Exposure here comes through diversified equity funds or thematic ETFs focused on efficiency and automation. The story moves from building to using.
Valuation and liquidity cycles are shaping the speed of each phase. After the sharp rally in 2023, markets spent 2024 digesting gains while corporate investment in AI infrastructure kept climbing. Global tech capex is now growing faster than overall GDP, with roughly half of it linked to AI.
Investor sentiment remains strong but more selective. The market now rewards proof of earnings rather than announcements. Regulation is tightening across regions, and interest-rate expectations continue to guide sector rotations. AI has moved from concept to competition, and that change will determine which firms stay ahead.
AI is no longer a trade—it’s a theme that will evolve over many years. To stay invested through the full cycle, investors can layer exposure across the four phases.
Hardware and infrastructure provide cyclical upside, while software and adopters smooth returns as the theme matures.
The U.S. leads in innovation, Asia in chip manufacturing, and Europe in energy infrastructure. A global approach captures different drivers of return.
The largest technology stocks now represent an outsized share of global indices. Balanced exposure helps avoid over-reliance on a handful of mega-caps.
Thematic and sector ETFs offer targeted access while maintaining liquidity. Combining semiconductor, infrastructure, and automation ETFs can create a simple multi-phase structure.
The AI cycle moves quickly. Hardware booms may pause while adoption accelerates elsewhere. Periodic rebalancing keeps portfolios aligned with where growth is shifting.
The market is entering a transition period: the first wave of investment built capacity, and the next will measure return on that spend. Energy, infrastructure, and productivity metrics will start to matter as much as model innovation. Countries able to secure power and chips will have a strategic advantage.
Long-term investors can expect volatility but also compounding growth. AI is feeding into capital formation, corporate margins, and policy decisions. It is no longer a side story—it’s part of the market’s core narrative.
AI is now embedded in global business, from code to construction.
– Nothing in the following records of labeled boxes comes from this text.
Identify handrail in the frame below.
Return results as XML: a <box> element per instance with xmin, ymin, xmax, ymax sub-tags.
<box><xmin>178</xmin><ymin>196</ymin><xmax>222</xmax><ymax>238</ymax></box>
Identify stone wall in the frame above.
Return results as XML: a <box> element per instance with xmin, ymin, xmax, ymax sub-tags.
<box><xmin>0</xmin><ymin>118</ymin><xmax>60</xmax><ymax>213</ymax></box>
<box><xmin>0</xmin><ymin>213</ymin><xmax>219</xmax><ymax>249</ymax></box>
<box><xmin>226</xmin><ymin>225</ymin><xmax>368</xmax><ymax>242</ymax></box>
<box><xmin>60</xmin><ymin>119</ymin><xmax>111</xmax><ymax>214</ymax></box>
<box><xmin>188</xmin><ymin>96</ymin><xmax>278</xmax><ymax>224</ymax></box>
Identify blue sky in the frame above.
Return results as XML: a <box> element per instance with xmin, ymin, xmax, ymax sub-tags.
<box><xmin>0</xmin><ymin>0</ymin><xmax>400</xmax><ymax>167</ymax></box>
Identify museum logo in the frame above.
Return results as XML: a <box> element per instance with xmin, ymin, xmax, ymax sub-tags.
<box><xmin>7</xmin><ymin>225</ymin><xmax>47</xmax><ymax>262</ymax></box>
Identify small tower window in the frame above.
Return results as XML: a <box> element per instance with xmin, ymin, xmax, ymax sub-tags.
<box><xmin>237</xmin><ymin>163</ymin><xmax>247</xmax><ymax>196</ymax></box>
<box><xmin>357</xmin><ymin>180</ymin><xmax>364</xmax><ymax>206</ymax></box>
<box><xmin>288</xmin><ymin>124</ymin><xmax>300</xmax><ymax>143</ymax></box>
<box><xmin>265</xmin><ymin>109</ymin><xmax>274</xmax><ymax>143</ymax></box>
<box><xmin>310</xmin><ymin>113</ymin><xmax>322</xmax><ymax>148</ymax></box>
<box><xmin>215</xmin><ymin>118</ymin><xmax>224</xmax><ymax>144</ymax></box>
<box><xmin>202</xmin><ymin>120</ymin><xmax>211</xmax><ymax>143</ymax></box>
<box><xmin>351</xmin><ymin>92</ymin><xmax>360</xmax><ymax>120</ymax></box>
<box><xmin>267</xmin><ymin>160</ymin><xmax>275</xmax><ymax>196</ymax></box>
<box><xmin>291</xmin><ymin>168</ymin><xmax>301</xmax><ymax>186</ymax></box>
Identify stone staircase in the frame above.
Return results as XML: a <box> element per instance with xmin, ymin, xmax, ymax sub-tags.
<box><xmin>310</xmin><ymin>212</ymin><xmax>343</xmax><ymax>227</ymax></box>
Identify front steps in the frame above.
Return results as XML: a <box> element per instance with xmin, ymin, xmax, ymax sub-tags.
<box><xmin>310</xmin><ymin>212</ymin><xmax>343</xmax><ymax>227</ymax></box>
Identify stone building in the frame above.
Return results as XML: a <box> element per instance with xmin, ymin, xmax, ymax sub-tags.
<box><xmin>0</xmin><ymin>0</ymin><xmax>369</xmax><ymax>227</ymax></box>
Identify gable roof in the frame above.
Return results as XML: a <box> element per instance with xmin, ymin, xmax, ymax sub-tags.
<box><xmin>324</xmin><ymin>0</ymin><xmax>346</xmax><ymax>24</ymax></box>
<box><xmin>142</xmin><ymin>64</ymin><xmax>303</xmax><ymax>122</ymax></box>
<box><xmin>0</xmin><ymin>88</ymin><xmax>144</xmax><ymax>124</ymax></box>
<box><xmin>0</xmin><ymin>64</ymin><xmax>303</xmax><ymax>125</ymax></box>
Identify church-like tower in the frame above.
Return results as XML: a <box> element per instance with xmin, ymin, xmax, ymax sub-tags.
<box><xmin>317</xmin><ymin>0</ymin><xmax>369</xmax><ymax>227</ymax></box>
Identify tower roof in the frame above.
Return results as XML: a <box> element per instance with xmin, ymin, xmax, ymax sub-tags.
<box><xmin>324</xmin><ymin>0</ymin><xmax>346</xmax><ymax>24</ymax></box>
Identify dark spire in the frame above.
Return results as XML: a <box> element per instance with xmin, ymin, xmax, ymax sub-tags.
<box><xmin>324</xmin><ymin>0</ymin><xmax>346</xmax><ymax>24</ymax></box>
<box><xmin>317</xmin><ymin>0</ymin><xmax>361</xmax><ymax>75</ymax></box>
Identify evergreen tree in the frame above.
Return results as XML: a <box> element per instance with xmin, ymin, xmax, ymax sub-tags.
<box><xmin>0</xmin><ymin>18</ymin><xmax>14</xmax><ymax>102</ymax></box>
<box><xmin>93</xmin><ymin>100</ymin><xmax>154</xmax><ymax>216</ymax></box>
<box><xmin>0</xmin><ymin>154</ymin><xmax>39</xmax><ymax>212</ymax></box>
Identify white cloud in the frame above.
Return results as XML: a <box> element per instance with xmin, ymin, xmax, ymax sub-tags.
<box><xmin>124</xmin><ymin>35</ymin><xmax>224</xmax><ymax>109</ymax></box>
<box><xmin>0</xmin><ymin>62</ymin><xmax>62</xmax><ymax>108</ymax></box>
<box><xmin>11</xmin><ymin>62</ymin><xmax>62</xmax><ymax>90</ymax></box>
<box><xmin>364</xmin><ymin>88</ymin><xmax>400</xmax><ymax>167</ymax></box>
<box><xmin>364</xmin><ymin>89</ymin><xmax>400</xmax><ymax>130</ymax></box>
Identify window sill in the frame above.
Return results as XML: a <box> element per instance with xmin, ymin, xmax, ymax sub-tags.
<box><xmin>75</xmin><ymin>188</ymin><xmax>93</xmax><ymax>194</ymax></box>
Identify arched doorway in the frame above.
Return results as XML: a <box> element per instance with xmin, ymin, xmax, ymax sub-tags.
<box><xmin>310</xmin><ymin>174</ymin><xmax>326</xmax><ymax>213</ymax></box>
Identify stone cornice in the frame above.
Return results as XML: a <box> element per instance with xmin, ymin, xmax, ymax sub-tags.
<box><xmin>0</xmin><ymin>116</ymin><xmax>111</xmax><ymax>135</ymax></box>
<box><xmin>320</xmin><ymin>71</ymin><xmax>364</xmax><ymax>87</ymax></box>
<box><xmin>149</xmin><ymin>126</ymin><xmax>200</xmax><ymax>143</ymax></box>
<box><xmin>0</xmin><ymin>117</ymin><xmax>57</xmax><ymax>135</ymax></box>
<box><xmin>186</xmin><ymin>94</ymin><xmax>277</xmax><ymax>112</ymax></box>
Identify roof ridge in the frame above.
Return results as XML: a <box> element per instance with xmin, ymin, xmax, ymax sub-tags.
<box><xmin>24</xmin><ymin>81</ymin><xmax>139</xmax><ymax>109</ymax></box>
The opportunity is not confined to Silicon Valley; it stretches across supply chains, utilities, and service sectors. Investors who think in phases (hardware, infrastructure, software, adoption) can stay positioned through the full supercycle and avoid chasing short bursts of excitement.
The trade is not about guessing the next breakout stock. It’s about owning the companies building, powering, and using the technology that will define this decade’s growth.